The Agency of Integrated Care (AIC) - under the Ministry of Health - will be supporting the society in its operations.
Its president Koh Sai Fong, from Tan Tock Seng Hospital (TTSH) and one of the first case managers in Singapore back in 2000, said the profession has grown in numbers.
There are now more than 200 case managers, a far cry from the 30-odd about a decade ago.
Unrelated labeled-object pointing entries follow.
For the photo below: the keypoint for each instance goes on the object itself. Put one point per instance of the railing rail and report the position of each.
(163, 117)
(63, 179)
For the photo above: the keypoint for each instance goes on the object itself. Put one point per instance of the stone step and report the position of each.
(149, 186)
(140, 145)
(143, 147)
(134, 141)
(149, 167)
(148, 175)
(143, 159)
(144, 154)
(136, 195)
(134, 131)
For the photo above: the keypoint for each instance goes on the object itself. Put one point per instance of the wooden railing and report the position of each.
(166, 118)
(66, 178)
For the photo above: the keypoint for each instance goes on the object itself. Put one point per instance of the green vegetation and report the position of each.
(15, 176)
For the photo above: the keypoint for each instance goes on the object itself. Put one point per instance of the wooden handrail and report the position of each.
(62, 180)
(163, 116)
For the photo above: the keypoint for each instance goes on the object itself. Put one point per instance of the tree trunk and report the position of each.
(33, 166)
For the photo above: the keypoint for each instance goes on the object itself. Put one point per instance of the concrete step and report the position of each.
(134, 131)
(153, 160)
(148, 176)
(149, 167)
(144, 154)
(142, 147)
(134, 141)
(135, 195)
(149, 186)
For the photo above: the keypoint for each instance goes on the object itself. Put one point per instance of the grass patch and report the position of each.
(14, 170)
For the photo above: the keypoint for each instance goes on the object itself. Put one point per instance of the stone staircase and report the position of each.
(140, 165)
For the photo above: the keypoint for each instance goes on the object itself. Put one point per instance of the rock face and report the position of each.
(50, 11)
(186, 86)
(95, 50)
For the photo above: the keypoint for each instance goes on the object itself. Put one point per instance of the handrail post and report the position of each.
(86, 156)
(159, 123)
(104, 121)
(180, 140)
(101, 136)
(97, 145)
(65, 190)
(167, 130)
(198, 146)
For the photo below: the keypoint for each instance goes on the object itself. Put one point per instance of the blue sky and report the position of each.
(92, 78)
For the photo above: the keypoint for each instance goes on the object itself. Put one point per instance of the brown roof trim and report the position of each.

They are based at hospitals, polyclinics, family service centres and community facilities like day rehabilitation centres.
They often guide family members on how to look after the patient at home and ensure patients continue to take their medicine and exercise regularly.
Ms Koh, who is TTSH's deputy director of operations (community), noted that the role of case managers has become more vital as the emphasis moves from hospital-based care to community care as the population ages.
"Case managers in the community have to help patients navigate the resources they need so they don't have to keep rushing back to the hospital," she said.
One community case manager is AIC's Ms May Chan, who said new hires will be able to hit the ground running with better guidance from the new society.
"They won't have to grope around, like the way we did in the past," she added. "When I first started, I didn't know what case management was about."
She recalled how she was at a loss during her very first home visit when she lifted the bed covers of a patient and saw bedbugs crawling all over the mattress.
"We have to look at the person's illness, his ability to cope and find a way to marry the two," she said. "It's not so easy."
The initiative is an example of how health and social needs of patients can be better integrated, noted Permanent Secretary for Health Tan Ching Yee.
"For the most complex cases, nothing beats the human touch," said Mrs Tan, the guest of honour at the launch at Grand Copthorne Waterfront Hotel yesterday.
"Case management is this human touch that can help our seniors realise the benefits of person-centred care."